Bu projenin asıl amacının Türkiye’de erişkinlerde kronik böbrek hastalığı prevalansının coğrafi bölgelere, cinsiyete ve yaş gruplarına göre saptanması olduğunu belirten Süleymanlar, ayrıca bu popülasyonun 3-5 yıl boyunca izlenmesiyle Türkiye’de erişkinlerde kronik böbrek hastalığı hızı ve seyrinin saptanacağını ifade etti.

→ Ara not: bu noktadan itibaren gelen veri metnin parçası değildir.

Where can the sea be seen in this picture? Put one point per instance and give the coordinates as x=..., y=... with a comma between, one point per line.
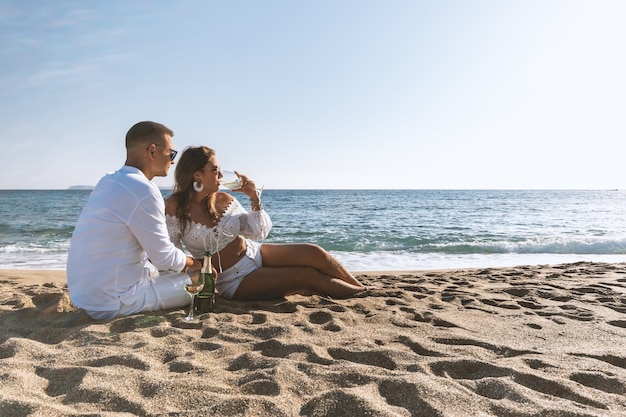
x=374, y=230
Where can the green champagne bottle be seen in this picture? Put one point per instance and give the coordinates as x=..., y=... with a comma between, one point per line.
x=205, y=299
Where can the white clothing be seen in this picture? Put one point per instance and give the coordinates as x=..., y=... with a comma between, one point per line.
x=229, y=280
x=198, y=238
x=166, y=291
x=120, y=228
x=235, y=221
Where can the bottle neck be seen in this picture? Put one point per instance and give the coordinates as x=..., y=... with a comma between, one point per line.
x=206, y=265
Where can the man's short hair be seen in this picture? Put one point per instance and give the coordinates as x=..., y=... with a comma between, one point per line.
x=144, y=132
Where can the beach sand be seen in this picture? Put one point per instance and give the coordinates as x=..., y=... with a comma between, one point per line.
x=521, y=341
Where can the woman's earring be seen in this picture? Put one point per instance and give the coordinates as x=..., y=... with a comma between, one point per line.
x=198, y=186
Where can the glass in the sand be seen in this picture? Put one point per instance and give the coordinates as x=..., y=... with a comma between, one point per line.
x=232, y=181
x=193, y=287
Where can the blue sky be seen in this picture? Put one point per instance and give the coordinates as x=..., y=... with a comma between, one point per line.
x=321, y=94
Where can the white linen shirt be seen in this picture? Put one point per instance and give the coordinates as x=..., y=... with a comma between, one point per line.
x=120, y=228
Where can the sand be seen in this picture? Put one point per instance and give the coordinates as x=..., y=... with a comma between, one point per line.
x=522, y=341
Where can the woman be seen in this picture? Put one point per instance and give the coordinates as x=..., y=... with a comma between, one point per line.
x=202, y=218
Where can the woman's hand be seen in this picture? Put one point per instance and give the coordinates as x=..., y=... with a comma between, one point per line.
x=247, y=187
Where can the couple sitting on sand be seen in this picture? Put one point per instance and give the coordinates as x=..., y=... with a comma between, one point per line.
x=126, y=222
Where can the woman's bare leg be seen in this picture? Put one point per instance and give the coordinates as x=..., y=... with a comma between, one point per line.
x=304, y=254
x=269, y=283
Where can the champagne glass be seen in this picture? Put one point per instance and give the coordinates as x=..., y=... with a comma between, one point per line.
x=193, y=287
x=232, y=181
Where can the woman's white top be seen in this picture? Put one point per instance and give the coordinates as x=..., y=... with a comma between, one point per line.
x=235, y=221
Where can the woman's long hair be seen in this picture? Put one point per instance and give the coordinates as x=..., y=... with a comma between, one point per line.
x=193, y=159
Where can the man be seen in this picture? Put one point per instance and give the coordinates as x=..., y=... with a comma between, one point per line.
x=120, y=228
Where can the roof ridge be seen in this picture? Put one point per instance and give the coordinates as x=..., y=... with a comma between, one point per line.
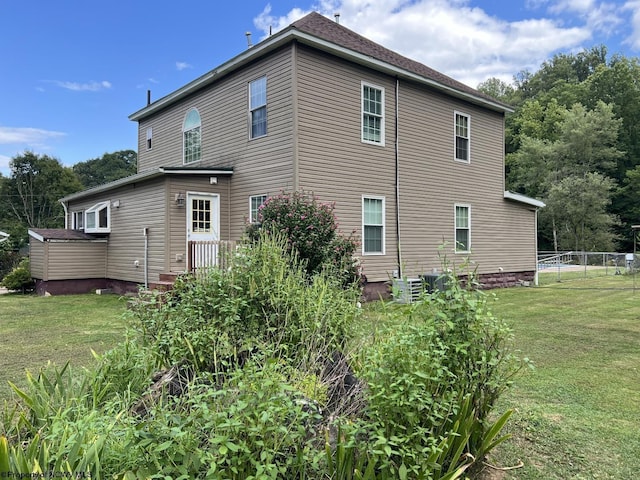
x=322, y=27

Süleymanlar, bu araştırmayla ayrıca Türkiye’de erişkinlerde kronik böbrek hastalığına eşlik eden hipertansiyon, diyabet, obezite, metabolik sendrom, hiperlipidemi, hiperürisemi gibi yüksek kardiyovasküler risk nedenlerinin dağılımlarının belirlenmesinin hedeflendiğini kaydetti.

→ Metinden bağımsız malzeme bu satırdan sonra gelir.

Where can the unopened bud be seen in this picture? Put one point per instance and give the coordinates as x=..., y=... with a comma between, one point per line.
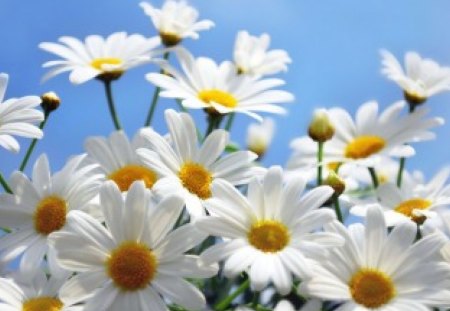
x=50, y=102
x=320, y=129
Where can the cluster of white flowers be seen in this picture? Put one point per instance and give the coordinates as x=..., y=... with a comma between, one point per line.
x=189, y=221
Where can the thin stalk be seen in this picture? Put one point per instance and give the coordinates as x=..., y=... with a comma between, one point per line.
x=155, y=98
x=223, y=305
x=112, y=109
x=32, y=145
x=373, y=174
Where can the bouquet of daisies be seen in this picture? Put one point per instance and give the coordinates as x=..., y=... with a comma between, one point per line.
x=188, y=220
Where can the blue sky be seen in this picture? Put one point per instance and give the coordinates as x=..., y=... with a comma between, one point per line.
x=334, y=46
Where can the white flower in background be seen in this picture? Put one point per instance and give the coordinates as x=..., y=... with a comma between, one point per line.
x=175, y=21
x=206, y=84
x=413, y=202
x=118, y=159
x=260, y=135
x=136, y=258
x=271, y=233
x=421, y=78
x=377, y=271
x=371, y=136
x=35, y=292
x=252, y=57
x=17, y=117
x=189, y=169
x=39, y=207
x=98, y=57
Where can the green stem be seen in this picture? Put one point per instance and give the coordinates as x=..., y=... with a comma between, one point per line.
x=112, y=109
x=223, y=305
x=31, y=147
x=373, y=174
x=319, y=162
x=155, y=98
x=5, y=184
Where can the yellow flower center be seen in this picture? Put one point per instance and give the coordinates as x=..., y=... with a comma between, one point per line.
x=407, y=207
x=269, y=236
x=50, y=215
x=196, y=179
x=98, y=63
x=132, y=266
x=220, y=97
x=371, y=288
x=364, y=146
x=128, y=174
x=42, y=304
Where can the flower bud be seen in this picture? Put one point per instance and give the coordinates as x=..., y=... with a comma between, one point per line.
x=320, y=129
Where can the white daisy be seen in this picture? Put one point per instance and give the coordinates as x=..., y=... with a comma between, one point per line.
x=189, y=170
x=371, y=136
x=260, y=135
x=377, y=271
x=252, y=57
x=412, y=202
x=175, y=21
x=39, y=207
x=271, y=233
x=136, y=258
x=421, y=78
x=36, y=292
x=119, y=161
x=205, y=84
x=17, y=117
x=98, y=57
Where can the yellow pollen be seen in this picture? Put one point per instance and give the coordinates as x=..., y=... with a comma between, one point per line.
x=132, y=266
x=364, y=146
x=128, y=174
x=371, y=288
x=98, y=63
x=269, y=236
x=42, y=304
x=50, y=215
x=196, y=179
x=220, y=97
x=407, y=207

Bu çalışma sonucunda toplanan verilerle, risk gruplarının belirlenebileceğini, erken tanı ve tedavi yaklaşımlarının planlanarak kronik böbrek hastalığına erken evrede müdahale edilebileceğini belirten Süleymanlar, şunları kaydetti:
”Bu çalışma esas olarak TND’nin bir projesi olup, TUBİTAK ve Sağlık Bakanlığı tarafından da desteklenmiştir. Projemizin laboratuvar çalışmaları ve tetkikleri, Fresenius Madical Care’in uluslararası akreditasyona sahip İzmir’deki biyokimya laboratuvarında gerçekleştirildi. Türkiye’de 18 yaşın üzerindeki popülasyonda kronik böbrek hastalığı oranının belirlenmesi amacıyla planlanan bu çalışma, yaş, cins, yerleşim yeri ve bölgeleri temsil edecek şekilde 10 bin 872 kişi üzerinde gerçekleştirildi. Saha çalışması yurt sathında bölgeleri temsilen 23 ilde yaklaşık 2,5 yıl içinde tamamlandı. Olgulara yapılan ankette demografik, diyetle ilgili, sosyoekonomik, mevcut hastalıklar, aile öyküsü ve diğer tıbbi bilgiler sorgulandı. Bunun yanında tarama sırasında boy, kilo, kan basıncı ve karın çevresi ölçümleri gerçekleştirildi. Daha sonra alınan kan ve idrar örneklerinde böbrek fonksiyonları, idrarda protein tayini ve metabolik profille ilgili testler biyokimya laboratuvarında ölçüldü.”
PROJENİN SONUÇLARI
Süleymanlar, toplanan klinik ve laboratuvar verilerinin kesin olmayan ilk değerlendirme sonuçlarına göre, kronik böbrek hastalığının Türkiye’de sık rastlanan önemli bir sağlık sorunu olduğunu gözler önüne serdiğini belirtti.
”Ülkemizdeki genel yetişkin popülasyonundaki kronik böbrek hastalığı sıklığı yüzde 17.6 olup, her 6 kişiden birisi bu hastalıktan etkilenmektedir” diyen Süleymanlar, şunları kaydetti: ‘‘Kritik evre olarak kabul edilen 3 ve 5. evrelerdeki hasta oranı ise yüzde 5.4 düzeyinde olup yaklaşık 2.5 milyon kişiyi ilgilendirmektedir. Böbrek hasarının bir göstergesi olan mikroalbüminüri oranı yüzde 11.5, makroalbüminüri oranı ise yüzde 2.3 bulunmuştur. Kronik böbrek hastalığıyla ilgili bu oranlar birçok batı ülkesindeki orandan yüksektir. Kronik böbrek hastalığının kadınlarda daha sık olduğu, yaşlanma ile hastalık riskinin belirgin şekilde arttığı, kırsal bölgede yaşayanlarda riskin daha fazla olduğu ve ayrıca Marmara ve Güneydoğu Anadolu bölgelerinde yaşayan insanlarımızda kronik böbrek hastalığı oranlarının daha yüksek görüldüğünü tespit ettik.”